Don Dinero

Paloma dijo “¡qué coño!” y me gasté 52 mil pelas.
Estaba en el café escribiendo y llegaron ellas diciéndome que tenían unas ofertas de vuelos magníficos a cualquier parte del mundo y mis ojitos empezaron a dibujar mapas imaginarios, lugares recónditos por conocer… ¡un regalo!. El año pasado había estado en París con mi mujer y decidí que este podíamos repetir algo parecido para su cumpleaños. Yo había pensado un regalo muy económico, y cuando digo económico quiero decir barato. Tan barato que prácticamente se puede decir que es o será gratis.

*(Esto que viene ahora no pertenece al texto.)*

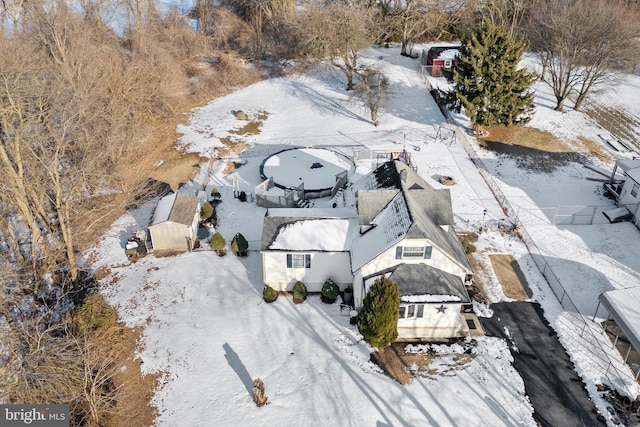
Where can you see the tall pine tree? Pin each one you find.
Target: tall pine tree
(378, 320)
(487, 82)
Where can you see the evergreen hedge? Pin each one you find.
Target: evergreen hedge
(378, 320)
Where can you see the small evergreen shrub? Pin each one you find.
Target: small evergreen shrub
(329, 292)
(218, 244)
(95, 315)
(378, 320)
(239, 245)
(269, 294)
(299, 292)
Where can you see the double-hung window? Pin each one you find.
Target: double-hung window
(298, 260)
(413, 252)
(411, 311)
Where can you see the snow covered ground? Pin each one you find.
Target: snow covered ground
(207, 330)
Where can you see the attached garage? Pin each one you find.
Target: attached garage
(174, 226)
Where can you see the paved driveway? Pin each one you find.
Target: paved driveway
(555, 390)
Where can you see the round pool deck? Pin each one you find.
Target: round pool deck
(315, 167)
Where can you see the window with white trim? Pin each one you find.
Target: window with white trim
(413, 252)
(298, 261)
(411, 311)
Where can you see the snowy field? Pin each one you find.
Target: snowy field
(207, 330)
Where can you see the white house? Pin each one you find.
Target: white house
(309, 248)
(174, 226)
(400, 227)
(625, 189)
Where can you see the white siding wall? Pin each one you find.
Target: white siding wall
(324, 265)
(388, 259)
(170, 236)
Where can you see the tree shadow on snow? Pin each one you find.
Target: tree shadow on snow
(236, 364)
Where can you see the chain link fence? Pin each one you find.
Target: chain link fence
(615, 370)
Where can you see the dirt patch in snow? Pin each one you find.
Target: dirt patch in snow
(533, 149)
(403, 362)
(134, 406)
(512, 280)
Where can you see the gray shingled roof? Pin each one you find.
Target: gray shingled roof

Pero es algo que aún no puedo revelar incluso siendo un hombre tan público como las caras de los que salen en los billetes pues pretendo que algún día sea una sorpresa.
En la agencia de viajes fui expeditivo, como suelo ser, y en pocos minutos conseguí dos vuelos realmente a precio de saldo a Roma. Una ganga que no había pensado comprar esa misma mañana, cuando había salido de casa a mi querido Galache preocupado por si se me hacía tarde y sobrepasaba las temidas 12 de la mañana en que el precio del desayuno se dispara.
Este relato iba a comenzar con estas frases que me gustaban pero que he preferido variar:
Hacíamos cuentas, siempre hacíamos cuentas, no parábamos de hacer cuentas y pasar tiempo contando los gastos en nuestro último viaje. No hemos superado el presupuesto que llevábamos, lo cual es muy satisfactorio y de hecho, a estas alturas de la relación, hablamos de dinero sin que nos resulte bochornoso, sin que nos incomode ese tabú habitual y sabiendo que es algo útil y no una porquería; es un pequeño objeto (o grande, según) y sólo eso, puede ser una palabra, lo sé, pero de lo que estoy hablando es de ese objeto de comercio que sirve para intercambiarlo por cosas o almacenarlo, que es una forma de intercambiarlo por la nada que igual es otra cosa y, evidentemente, una palabra más.
Ahora que me he embargado hasta el alma para poder hacer frente a los pagos del mes que viene sin tener ni idea de si voy o no a cobrar mi nómina, ni de quién, ni si éticamente tengo algún derecho sobre ella, si es que es preciso tenerlo, ahora que vivo al borde de la quiebra pero no puedo declararme en suspensión de pagos, me lanzo a comprar a crédito batiente unas horas de vuelo, unos billetes azules y grisaceos llenos de anotaciones más bien borrosas que dicen que tendré que comer bocatas todo el tiempo que dure el viaje. Supongo que esas son las consecuencias de un “¡Qué coño!”: que no sé qué coño voy a comer ese mes, cuando el viaje acabe y tengamos que aterrizar, tengamos que vivir en esta realidad de ingresos y gastos, de facturas interminables y en el que alimentarse de amor no está permitido porque es ilegal.
Por otra parte, no es que haya ningún tipo de arrepentimiento en mis palabras, volvería a hacerlo y es que, como dice mi amiga Paloma, el placer de un “¡qué coño!” no te lo quita nadie y, en resumidas cuentas, ¿para qué coño quiero el dinero sino para usarlo?.